5.1. Digital Model Pattern

The first pattern we discuss is the Digital Model pattern as shown in Figure 7. This pattern is related to the concept and development stage of the systems engineering lifecycle. In essence it does not yet result in a truly digital twin-based system due to the manual creation and the lack of continuous synchronization. However, it is regarded as the initial step towards a digital twin-based system. Based on a predefined digital model (design), a physical object is developed.

5.2. Digital Generator Pattern

The Digital Generator pattern (Figure 8) is similar to the Digital Model pattern in that it defines the production of a physical object based on a digital model blueprint. The difference is that the production is now automated and human intervention is thus not needed. The implementation of this pattern requires therefore also the implementation of the generation process that takes as an input the digital blueprint and provides as an output a physical object or part of the physical object. The automated production of the physical object could be based on techniques as defined in model-driven development.

5.3. Digital Shadow Pattern

The Digital Shadow pattern (Figure 9) provides a digital twin based on the physical object. Hence, it assumes already the existence of a physical object. Multiple different digital twins can be generated for one or more physical objects, based on the defined system requirements. The implementation of this pattern requires that the physical object is equipped with the necessary sensors to derive the information that needs to be modeled by the digital twin. In principle, the development of a digital twin based on a physical object could be also a manual process, which would be considered a kind of manual reverse engineering process.

5.4. Digital Matching Pattern

The previous three patterns focused on the creation of a physical object based on a digital twin (Digital Model, Digital Generator), or vice versa (Digital Shadow). The creation is either manual or automatic. In the Digital Matching pattern we assume an existing digital model that is used to find physical objects that match the properties of the digital model. The addressed problem is thus not creation, but search (physical object) and match (with digital twin). Typical applications of this pattern are, for example, classification and object recognition applications using machine learning or deep learning approaches. The pattern is shown in Figure 10. This pattern is related to the utilization and support stages of the systems engineering lifecycle. The matching process is assumed to be automatic. Therefore, this pattern requires the implementation of search, classification, and object recognition algorithms.

5.5. Digital Proxy Pattern

The Digital Proxy pattern (Figure 11) is also a pattern that is applied in the utilization and support stages. The pattern provides a digital twin that is used as a proxy for the physical object. This means that all the communication directed to the physical object is captured by the digital twin, which acts and responds in the name of the physical object. Hence, the digital twin can provide pre-processing and post-processing of the required services. Multiple different digital twins can be developed based on the different needs for communication, pre-processing and post-processing.
Introducing such a digital twin as a placeholder can serve many purposes, including enhanced efficiency, easier access and protection from unauthorized access. To provide the proper behavior, the digital twin that acts as a proxy can include, that is, reflect the state of, the physical object or be stateless and rely on the retrieval of the state of the actual physical object.

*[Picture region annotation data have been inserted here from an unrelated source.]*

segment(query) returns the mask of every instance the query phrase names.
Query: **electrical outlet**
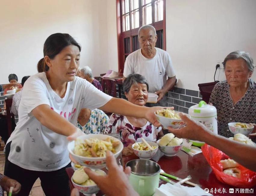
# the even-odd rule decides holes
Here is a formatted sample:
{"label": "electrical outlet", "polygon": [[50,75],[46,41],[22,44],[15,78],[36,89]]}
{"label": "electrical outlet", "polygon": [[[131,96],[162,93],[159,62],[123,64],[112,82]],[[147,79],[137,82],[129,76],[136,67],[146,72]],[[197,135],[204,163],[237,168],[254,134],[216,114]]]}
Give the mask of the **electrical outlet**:
{"label": "electrical outlet", "polygon": [[224,69],[223,65],[222,64],[222,61],[220,60],[218,60],[216,61],[216,65],[217,64],[220,65],[220,67],[218,69]]}

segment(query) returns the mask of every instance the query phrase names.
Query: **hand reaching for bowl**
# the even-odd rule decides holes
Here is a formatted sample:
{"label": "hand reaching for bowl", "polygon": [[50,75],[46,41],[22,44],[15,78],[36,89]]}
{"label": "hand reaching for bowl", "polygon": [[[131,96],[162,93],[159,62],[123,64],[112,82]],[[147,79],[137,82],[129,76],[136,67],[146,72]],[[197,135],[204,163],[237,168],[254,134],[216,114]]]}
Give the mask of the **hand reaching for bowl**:
{"label": "hand reaching for bowl", "polygon": [[180,116],[186,125],[180,129],[173,129],[168,127],[169,131],[179,138],[187,138],[190,139],[202,141],[202,136],[206,132],[211,133],[205,126],[198,122],[189,119],[184,114],[181,113]]}
{"label": "hand reaching for bowl", "polygon": [[122,155],[124,156],[127,156],[134,154],[133,150],[132,148],[132,145],[133,145],[133,144],[130,144],[126,147],[123,148],[122,152]]}
{"label": "hand reaching for bowl", "polygon": [[157,127],[161,126],[161,124],[158,122],[156,117],[155,115],[155,112],[158,110],[161,110],[163,109],[169,108],[173,110],[174,109],[173,107],[160,107],[155,106],[151,107],[148,107],[147,111],[145,114],[145,118],[148,121],[150,122],[152,124]]}
{"label": "hand reaching for bowl", "polygon": [[78,128],[76,129],[76,130],[74,133],[72,135],[68,136],[67,138],[69,141],[73,141],[75,140],[76,138],[79,136],[85,134],[83,131]]}
{"label": "hand reaching for bowl", "polygon": [[106,176],[99,176],[88,168],[84,168],[84,171],[106,195],[138,196],[129,182],[130,168],[127,167],[124,171],[123,167],[118,166],[114,155],[109,151],[107,152],[106,162],[108,172]]}

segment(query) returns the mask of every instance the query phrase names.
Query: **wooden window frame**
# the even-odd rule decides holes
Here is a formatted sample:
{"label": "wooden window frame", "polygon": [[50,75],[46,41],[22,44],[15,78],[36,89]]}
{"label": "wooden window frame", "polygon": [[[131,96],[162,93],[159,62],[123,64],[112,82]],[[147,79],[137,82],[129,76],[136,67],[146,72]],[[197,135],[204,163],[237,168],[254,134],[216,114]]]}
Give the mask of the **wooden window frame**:
{"label": "wooden window frame", "polygon": [[[142,19],[140,19],[139,27],[136,29],[132,29],[131,15],[130,15],[130,30],[124,32],[122,32],[123,29],[123,14],[122,11],[122,0],[116,0],[117,10],[117,52],[118,53],[118,72],[123,73],[123,67],[124,66],[125,55],[128,55],[129,54],[124,53],[124,39],[130,37],[130,50],[131,53],[133,52],[133,37],[138,35],[139,30],[142,25]],[[130,1],[129,1],[130,2]],[[139,2],[141,2],[139,0]],[[165,0],[163,0],[163,20],[157,22],[155,21],[155,6],[154,4],[155,2],[152,2],[152,23],[150,24],[154,26],[156,30],[163,30],[163,49],[166,50],[166,31],[165,20]],[[139,3],[139,4],[141,3]],[[130,8],[130,5],[129,5]],[[130,13],[133,10],[130,11]],[[142,16],[142,13],[140,13],[141,9],[139,9],[139,16]],[[127,13],[126,13],[127,14]]]}

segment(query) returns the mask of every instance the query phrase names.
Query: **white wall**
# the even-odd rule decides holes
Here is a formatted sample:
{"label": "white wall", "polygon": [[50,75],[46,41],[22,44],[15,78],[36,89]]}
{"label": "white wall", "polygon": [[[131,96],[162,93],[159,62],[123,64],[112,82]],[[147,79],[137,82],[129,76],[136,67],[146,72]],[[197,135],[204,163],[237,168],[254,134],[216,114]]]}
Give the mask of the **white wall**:
{"label": "white wall", "polygon": [[[178,87],[198,90],[198,83],[213,81],[217,61],[235,50],[256,62],[255,8],[254,0],[166,0],[167,50]],[[216,75],[225,79],[223,70]]]}
{"label": "white wall", "polygon": [[[95,76],[117,71],[116,0],[1,2],[0,84],[10,73],[20,81],[36,73],[44,41],[57,32],[81,44],[80,67],[91,67]],[[235,50],[256,61],[255,7],[254,0],[166,0],[167,49],[179,87],[198,90],[198,83],[213,81],[217,61]],[[225,78],[222,70],[217,75]]]}
{"label": "white wall", "polygon": [[8,83],[11,73],[16,73],[21,81],[23,76],[37,73],[45,41],[57,32],[70,34],[81,45],[80,67],[91,67],[95,76],[105,72],[110,62],[115,63],[109,58],[115,56],[109,55],[109,51],[117,52],[117,46],[116,51],[113,44],[110,50],[108,43],[116,36],[115,18],[109,28],[115,28],[116,34],[108,34],[107,18],[116,15],[113,4],[108,5],[111,2],[115,6],[114,0],[2,1],[0,84]]}

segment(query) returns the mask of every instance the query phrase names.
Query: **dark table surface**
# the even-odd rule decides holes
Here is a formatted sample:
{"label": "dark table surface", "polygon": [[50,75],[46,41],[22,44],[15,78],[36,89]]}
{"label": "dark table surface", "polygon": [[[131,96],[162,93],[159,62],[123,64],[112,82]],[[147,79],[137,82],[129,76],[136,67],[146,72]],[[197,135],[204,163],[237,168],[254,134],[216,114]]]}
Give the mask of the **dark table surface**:
{"label": "dark table surface", "polygon": [[[165,173],[169,173],[181,178],[185,178],[188,176],[190,175],[192,179],[190,181],[192,182],[200,185],[201,187],[204,189],[207,188],[210,190],[213,188],[214,192],[213,194],[217,195],[256,195],[256,187],[254,188],[253,193],[236,193],[235,192],[231,194],[229,193],[229,188],[233,188],[235,190],[236,188],[233,187],[228,185],[223,184],[219,181],[216,178],[215,175],[212,172],[210,165],[207,163],[202,153],[200,153],[191,157],[183,151],[180,151],[174,157],[167,157],[163,156],[160,152],[158,153],[152,158],[152,160],[156,161],[160,165],[161,168],[163,170]],[[123,165],[125,165],[128,161],[133,159],[139,158],[135,155],[123,157],[122,157]],[[72,175],[74,173],[72,168],[66,169],[67,173],[70,178],[70,182]],[[105,169],[103,169],[106,171]],[[175,182],[175,180],[171,179]],[[160,181],[159,185],[162,184],[165,184],[166,182],[162,180]],[[71,182],[72,184],[72,182]],[[186,184],[184,185],[190,186]],[[72,187],[73,185],[71,185]],[[223,188],[225,189],[226,193],[220,193],[217,192],[214,193],[214,191],[220,188],[222,191]],[[99,192],[97,195],[103,195],[102,193]],[[80,194],[81,196],[83,195]]]}

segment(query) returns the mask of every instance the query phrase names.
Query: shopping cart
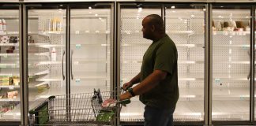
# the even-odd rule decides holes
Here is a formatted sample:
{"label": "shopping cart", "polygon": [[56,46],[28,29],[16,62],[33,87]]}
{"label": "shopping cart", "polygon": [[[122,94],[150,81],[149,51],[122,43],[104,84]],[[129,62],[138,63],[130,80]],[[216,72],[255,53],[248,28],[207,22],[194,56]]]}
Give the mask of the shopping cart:
{"label": "shopping cart", "polygon": [[94,90],[93,93],[51,96],[29,111],[30,125],[114,125],[120,104],[130,99],[113,100],[117,91]]}

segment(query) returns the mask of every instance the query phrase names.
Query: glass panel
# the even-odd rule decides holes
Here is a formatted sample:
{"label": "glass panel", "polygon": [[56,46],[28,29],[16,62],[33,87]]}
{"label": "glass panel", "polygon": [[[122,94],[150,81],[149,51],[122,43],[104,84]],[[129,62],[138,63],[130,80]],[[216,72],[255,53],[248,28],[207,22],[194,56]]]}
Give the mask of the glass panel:
{"label": "glass panel", "polygon": [[[161,15],[160,6],[138,4],[121,6],[121,87],[140,72],[142,57],[151,40],[142,35],[142,20],[149,14]],[[131,103],[121,110],[121,121],[143,121],[145,106],[139,97],[131,98]]]}
{"label": "glass panel", "polygon": [[213,9],[213,120],[249,120],[250,8]]}
{"label": "glass panel", "polygon": [[[28,7],[29,109],[50,96],[66,94],[62,69],[66,68],[66,10],[63,8],[63,5],[40,4]],[[59,106],[64,105],[63,102]]]}
{"label": "glass panel", "polygon": [[21,121],[19,8],[0,7],[0,121]]}
{"label": "glass panel", "polygon": [[111,13],[110,6],[74,5],[72,7],[71,94],[111,89]]}
{"label": "glass panel", "polygon": [[[178,50],[179,99],[174,120],[204,120],[205,6],[169,5],[166,33]],[[185,109],[186,108],[186,109]]]}

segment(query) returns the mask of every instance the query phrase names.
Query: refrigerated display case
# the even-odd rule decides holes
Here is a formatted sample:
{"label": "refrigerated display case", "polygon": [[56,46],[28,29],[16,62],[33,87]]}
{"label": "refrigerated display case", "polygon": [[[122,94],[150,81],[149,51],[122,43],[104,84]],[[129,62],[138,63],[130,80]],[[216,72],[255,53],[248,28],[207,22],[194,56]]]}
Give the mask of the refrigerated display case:
{"label": "refrigerated display case", "polygon": [[[19,5],[0,5],[0,121],[20,121]],[[16,111],[17,110],[17,111]]]}
{"label": "refrigerated display case", "polygon": [[213,120],[250,120],[250,6],[213,6]]}
{"label": "refrigerated display case", "polygon": [[66,6],[25,5],[28,110],[51,95],[66,94]]}
{"label": "refrigerated display case", "polygon": [[108,3],[70,7],[71,93],[113,90],[113,9]]}
{"label": "refrigerated display case", "polygon": [[[140,72],[143,54],[152,43],[142,36],[142,19],[149,14],[161,15],[161,10],[164,11],[166,33],[176,44],[179,53],[180,97],[174,120],[203,121],[205,6],[164,5],[163,9],[161,6],[145,5],[121,4],[121,86]],[[120,120],[143,121],[144,105],[138,97],[131,100],[122,109]]]}
{"label": "refrigerated display case", "polygon": [[175,121],[204,121],[205,5],[165,6],[166,34],[178,50]]}

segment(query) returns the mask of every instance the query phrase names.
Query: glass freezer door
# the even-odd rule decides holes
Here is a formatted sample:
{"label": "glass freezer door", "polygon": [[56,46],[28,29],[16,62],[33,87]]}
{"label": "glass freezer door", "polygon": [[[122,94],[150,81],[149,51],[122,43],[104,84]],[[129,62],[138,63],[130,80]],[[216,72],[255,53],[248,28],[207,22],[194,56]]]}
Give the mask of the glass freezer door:
{"label": "glass freezer door", "polygon": [[178,50],[179,98],[174,120],[204,120],[205,6],[167,5],[166,34]]}
{"label": "glass freezer door", "polygon": [[70,94],[111,87],[111,4],[70,5]]}
{"label": "glass freezer door", "polygon": [[[143,54],[152,43],[143,38],[142,20],[149,14],[161,16],[161,6],[157,4],[121,5],[120,14],[120,87],[122,87],[140,72]],[[138,96],[131,98],[126,107],[122,107],[120,120],[144,121],[144,107]]]}
{"label": "glass freezer door", "polygon": [[19,52],[19,5],[0,4],[0,121],[21,121]]}
{"label": "glass freezer door", "polygon": [[250,6],[213,6],[214,120],[250,120]]}
{"label": "glass freezer door", "polygon": [[26,5],[29,110],[51,95],[66,94],[65,5]]}

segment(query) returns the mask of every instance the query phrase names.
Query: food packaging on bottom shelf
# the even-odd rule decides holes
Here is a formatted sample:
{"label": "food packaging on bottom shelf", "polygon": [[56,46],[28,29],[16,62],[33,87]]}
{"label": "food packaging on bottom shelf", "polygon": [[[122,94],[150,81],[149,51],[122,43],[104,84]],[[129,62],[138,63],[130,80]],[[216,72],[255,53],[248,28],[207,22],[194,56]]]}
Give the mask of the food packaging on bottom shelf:
{"label": "food packaging on bottom shelf", "polygon": [[9,85],[20,85],[20,77],[13,76],[9,78]]}
{"label": "food packaging on bottom shelf", "polygon": [[50,88],[49,85],[47,84],[43,84],[43,85],[40,85],[40,86],[36,86],[37,88],[37,92],[38,93],[42,93],[47,90],[48,90]]}
{"label": "food packaging on bottom shelf", "polygon": [[8,76],[1,76],[0,77],[0,85],[2,86],[8,86],[9,83],[9,77]]}
{"label": "food packaging on bottom shelf", "polygon": [[7,92],[7,98],[16,98],[18,95],[18,91],[10,91],[10,92]]}

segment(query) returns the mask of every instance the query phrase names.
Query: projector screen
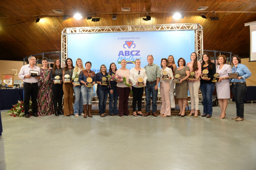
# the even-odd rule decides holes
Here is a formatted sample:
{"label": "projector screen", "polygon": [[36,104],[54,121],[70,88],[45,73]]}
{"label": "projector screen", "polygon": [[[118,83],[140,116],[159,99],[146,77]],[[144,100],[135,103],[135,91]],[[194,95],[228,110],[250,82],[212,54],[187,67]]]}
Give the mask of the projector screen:
{"label": "projector screen", "polygon": [[195,51],[194,31],[115,32],[76,34],[67,35],[68,57],[75,66],[76,60],[81,58],[84,66],[92,62],[91,70],[97,73],[105,64],[108,71],[114,62],[121,68],[121,60],[125,59],[126,68],[135,66],[134,61],[141,60],[141,67],[147,65],[147,57],[152,54],[154,63],[160,67],[161,59],[174,57],[176,64],[180,57],[186,63],[190,61],[190,54]]}
{"label": "projector screen", "polygon": [[256,24],[250,26],[250,61],[256,61]]}

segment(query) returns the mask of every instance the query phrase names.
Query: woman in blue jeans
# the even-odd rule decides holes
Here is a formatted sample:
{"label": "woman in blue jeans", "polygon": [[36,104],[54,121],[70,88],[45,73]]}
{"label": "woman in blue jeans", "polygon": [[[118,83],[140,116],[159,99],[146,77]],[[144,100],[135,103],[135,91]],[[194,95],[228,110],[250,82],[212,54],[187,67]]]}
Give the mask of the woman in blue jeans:
{"label": "woman in blue jeans", "polygon": [[[109,67],[109,71],[108,75],[112,75],[115,74],[116,71],[116,64],[112,62]],[[118,115],[117,109],[117,100],[118,100],[118,94],[116,90],[116,85],[117,83],[115,81],[108,81],[108,95],[109,95],[109,115],[115,116]],[[113,107],[113,100],[114,106]]]}
{"label": "woman in blue jeans", "polygon": [[247,89],[245,79],[250,77],[252,74],[245,65],[241,63],[241,59],[239,56],[233,56],[232,62],[234,64],[232,73],[238,73],[239,76],[231,79],[231,91],[236,106],[236,116],[232,119],[236,121],[241,121],[244,120],[243,100],[244,95]]}
{"label": "woman in blue jeans", "polygon": [[[79,74],[79,81],[81,85],[81,92],[83,96],[83,108],[84,109],[84,118],[87,117],[87,114],[90,117],[92,117],[91,113],[92,109],[92,98],[93,92],[93,87],[87,87],[87,79],[92,79],[91,82],[94,85],[96,83],[96,74],[94,71],[90,70],[92,63],[87,61],[85,63],[85,70],[82,71]],[[88,107],[88,112],[87,112]]]}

5.6. Digital Restoration Pattern

The Digital Restoration pattern (Figure 12) is applied when the physical object needs to restore its earlier state. This could be needed due to failures, loss, corruption, or to align with the state of other physical objects and the environment state. The state of the physical object is reflected on the digital twin at defined times. In the case in which restoration is needed, the process is reversed and the state of the digital twin is used to restore the state of the physical object. The pattern is applied in the utilization and support stages.

5.7. Digital Monitor Pattern

The Digital Monitor pattern (Figure 13) is used to provide a digital twin that monitors a physical object. One digital twin can in essence monitor multiple physical objects, and a physical object can also be monitored by multiple twins. Hence, the relationship between digital twin and physical object is many-to-many.

5.8. Digital Control Pattern

The Digital Control pattern (Figure 14) builds on the earlier pattern that monitors the physical object. However, it adds an additional level of intelligence and complexity which is that of control. Based on defined control parameters and a comparison mechanism, the proper action is decided which is then performed on the physical object. This pattern thus follows the behavior of a smart feedback control system. Its implementation requires the development of sensors, definition of control parameters, implementation of the comparison algorithms and the decision module, and finally the actuator mechanism. The control parameters are typically externally defined by the client. The decision making for the proper action can be guided by the accompanying data analytics.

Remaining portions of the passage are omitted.